When the pandemic hit, all venues cancelled show after show.  For those who love to go see live music, the venues have been somewhat supported by their patrons with "social distancing events" and other fund-raisers.  But, what about the musicians that play IN those venues?  Not all of them are "famous" and can rely on their catalog of music from decades past.

You may know that my husband is a working musician as well as a music teacher.  We have been very fortunate to have him teach from our house during the pandemic, but many of our friends rely on performing for an audience to pay their bills and put food on the table for their families.  That's why they got in to the business in the first place, they love music, they love to perform and give back to their audience.

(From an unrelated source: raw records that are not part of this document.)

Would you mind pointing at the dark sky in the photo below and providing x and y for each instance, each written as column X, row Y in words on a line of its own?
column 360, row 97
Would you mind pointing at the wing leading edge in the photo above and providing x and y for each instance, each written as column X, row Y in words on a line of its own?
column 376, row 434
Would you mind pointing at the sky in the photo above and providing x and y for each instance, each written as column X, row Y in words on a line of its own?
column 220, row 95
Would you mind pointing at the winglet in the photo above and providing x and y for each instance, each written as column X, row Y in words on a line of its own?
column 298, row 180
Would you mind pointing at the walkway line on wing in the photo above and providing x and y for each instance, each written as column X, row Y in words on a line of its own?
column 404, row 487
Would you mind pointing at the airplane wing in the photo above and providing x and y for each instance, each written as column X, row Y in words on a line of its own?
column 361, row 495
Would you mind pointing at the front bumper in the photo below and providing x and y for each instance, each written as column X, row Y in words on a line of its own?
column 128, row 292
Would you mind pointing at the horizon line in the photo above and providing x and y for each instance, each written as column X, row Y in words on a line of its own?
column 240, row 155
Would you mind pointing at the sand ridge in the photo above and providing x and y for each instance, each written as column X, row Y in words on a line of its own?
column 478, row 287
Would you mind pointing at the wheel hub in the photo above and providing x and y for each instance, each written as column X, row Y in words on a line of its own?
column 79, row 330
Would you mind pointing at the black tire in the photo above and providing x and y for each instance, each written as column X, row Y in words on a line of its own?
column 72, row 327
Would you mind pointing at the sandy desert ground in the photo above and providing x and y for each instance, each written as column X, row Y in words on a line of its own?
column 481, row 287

I was so happy to hear about the organization, "New England Musicians Relief Fund" that was set up to help working musicians.  Their mission statement says:

The global pandemic has created acute financial distress for the over 2000 freelance musicians who make their living playing music in New England. Due to the “gig” nature of freelance work, when the halls went dark on March 13, freelancers were left—overnight—with no regular income, few benefits, and for many, no qualified unemployment insurance, even under the emergency CARES Act. NEMRF was created in 2020 as a nonprofit philanthropy to help New England musicians weather this Covid-19 shutdown of the music industry, and create an endowment that will go on to provide a safety net for years and decades to come.

With this fund, March 13, 2020, the day that the music stopped, will be less difficult to live through with your donations.

I live for music and many live performances have touched me in a way that nothing else can.  I can't wait to go to my next live show!